Overview

On This Page

Introduction

The platform supports the following standard Apache Spark APIs and custom extensions and APIs for working with data over the Spark engine:

  • Spark Datasets — you can consume and update data in the platform by using Apache Spark SQL Datasets/DataFrames. You can also extend the standard Spark DataFrames functionality by using the platform’s custom NoSQL Spark DataFrame data source. See Spark Datasets.

  • Spark Streaming API — you can use the platform’s Spark-Streaming Integration Scala API to map platform streams to Spark input streams, and then use the Apache Spark Streaming API to consume data and metadata from these streams. See Spark-Streaming Integration API.

Note that the platform’s NoSQL Web API extends the functionality provided by the Spark APIs and related platform extensions. This API supports various item update modes, conditional-update logic and the use of update expressions, and the ability to define counter attributes. For more information, see NoSQL Web API.
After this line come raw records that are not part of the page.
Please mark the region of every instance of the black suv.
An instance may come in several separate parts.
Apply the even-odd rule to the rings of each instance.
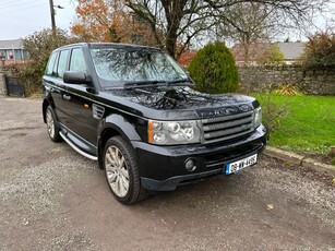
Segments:
[[[256,163],[266,144],[260,104],[208,95],[164,51],[124,44],[56,49],[43,76],[50,139],[98,160],[115,198],[131,204]]]

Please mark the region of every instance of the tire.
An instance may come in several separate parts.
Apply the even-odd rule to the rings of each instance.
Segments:
[[[56,115],[53,109],[51,108],[51,106],[47,107],[46,110],[46,120],[47,120],[47,131],[48,131],[48,135],[51,139],[51,141],[53,142],[61,142],[62,138],[59,134],[59,127],[56,120]]]
[[[147,196],[141,186],[134,151],[121,136],[107,141],[103,165],[108,187],[119,202],[130,205]]]

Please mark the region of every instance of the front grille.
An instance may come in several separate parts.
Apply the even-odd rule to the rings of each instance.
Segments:
[[[253,111],[203,119],[204,143],[234,140],[254,130]]]

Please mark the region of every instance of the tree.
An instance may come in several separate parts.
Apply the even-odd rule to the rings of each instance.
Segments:
[[[242,2],[229,8],[222,17],[222,36],[239,45],[246,64],[259,53],[258,44],[268,43],[276,31],[271,20],[272,11],[260,2]]]
[[[189,71],[195,88],[204,93],[231,93],[238,89],[239,75],[230,50],[215,43],[199,50]]]
[[[65,31],[43,29],[35,32],[23,39],[23,47],[29,55],[29,60],[21,65],[19,74],[23,79],[29,93],[40,87],[40,80],[44,74],[50,52],[63,45],[75,43]]]
[[[216,27],[234,25],[231,11],[241,3],[260,3],[270,10],[272,21],[294,27],[310,21],[310,15],[325,7],[326,0],[125,0],[130,10],[151,27],[156,44],[179,58],[195,36],[215,33]],[[236,15],[237,16],[237,15]],[[158,35],[163,32],[163,36]],[[179,46],[178,46],[179,45]]]
[[[85,41],[128,41],[123,1],[77,0],[72,33]]]
[[[300,62],[304,68],[335,67],[335,33],[326,31],[309,37]]]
You can run Spark jobs in the platform using standard industry tools. For example, you can run spark-submit from a web-based shell or Jupyter Notebook service, or run Spark jobs from a web notebook such as Jupyter Notebook or Zeppelin, provided the service is connected to a Spark service. All these platform interfaces have a predefined SPARK_HOME environment variable that maps to the Spark installation directory. The spark-installation binaries directory ($SPARK_HOME/bin) contains the required binaries and shell scripts for running Spark; this directory is included in the environment path ($PATH) to simplify execution from any directory. The installation also includes the required library files for using the platform’s Spark APIs and the built-in Spark examples.

Note
It’s good practice to create a Spark session at the start of the execution flow (for example, by calling SparkSession.builder and assigning the result to a spark variable) and stop the session at the end of the flow to release its resources (for example, by calling spark.stop()).

Running Spark Jobs with spark-submit

You can run Spark jobs by executing spark-submit from the UI of a web-based shell service or from a terminal or notebook in the UI of a Jupyter Notebook service, provided the service is connected to a Spark service. For detailed information about spark-submit, see the Submitting Applications Spark documentation. spark-submit is mapped to the location of the script ($SPARK_HOME/bin/spark-submit), so you can run spark-submit without specifying the path.

The master URL of the Spark cluster is preconfigured in the environments of the platform web-based shell and Jupyter Notebook services. Do not use the –master option to override this configuration.

The library files for the built-in Spark examples are found at $SPARK_HOME/examples/jars. You can run the following command, for example, to execute the SparkPi example, which calculates the value of pi:

spark-submit --class org.apache.spark.examples.SparkPi $SPARK_HOME/examples/jars/spark-examples*.jar 10

When the command succeeds, the output should contain the following line:

Pi is roughly 3.1432911432911435 

To refer spark-submit to your own Spark application or library (JAR) file, upload the file to one of your cluster’s data containers, and then specify the path to the file by using the v3io cluster data mount — /v3io/<container name>/<path to file>. For example, the following command runs a myapp.py Python application that is found in a pyspark_apps directory in the “bigdata” container:

spark-submit /v3io/bigdata/pyspark_apps/myapp.py

Running Spark Jobs from a Web Notebook

One way to run Spark jobs is from a web notebook for interactive analytics. The platform comes preinstalled with two open-source web-notebook applications — Jupyter Notebook and Apache Zeppelin (see Support and Certification Matrix and Application Services and Tools). For more information about these tools and how to use them to run Spark jobs, see the respective third-party product documentation.

Zeppelin Notes

When running Spark jobs from a Zeppelin notebook, note the following:

  • To use Spark, be sure to bind your Zeppelin note with the Spark interpreter. Upon opening a note, if you see a Settings | Interpreter binding section with a list of interpreters, starting with spark, optionally deselect interpreters that you don’t need and then scroll down to the end of the list and select Save.

  • In some versions of Zeppelin, such as version 0.8.0, the Spark interpreter (%spark) produces an “illegal start of definition” error for the standard multi-line Scala command syntax used in this documentation, whereby new lines begin with a period (‘.’). This is a known Zeppelin issue — see the ZEPPELIN-1620 Apache bug. You can bypass the error by doing any of the following:

    • Embed the paragraph code within curly braces ({...}). Note that this applies a local scope to the code.
    • Join multiple lines into a single line for each command.
    • Edit the code to move all start-of-line periods to the end of the previous lines.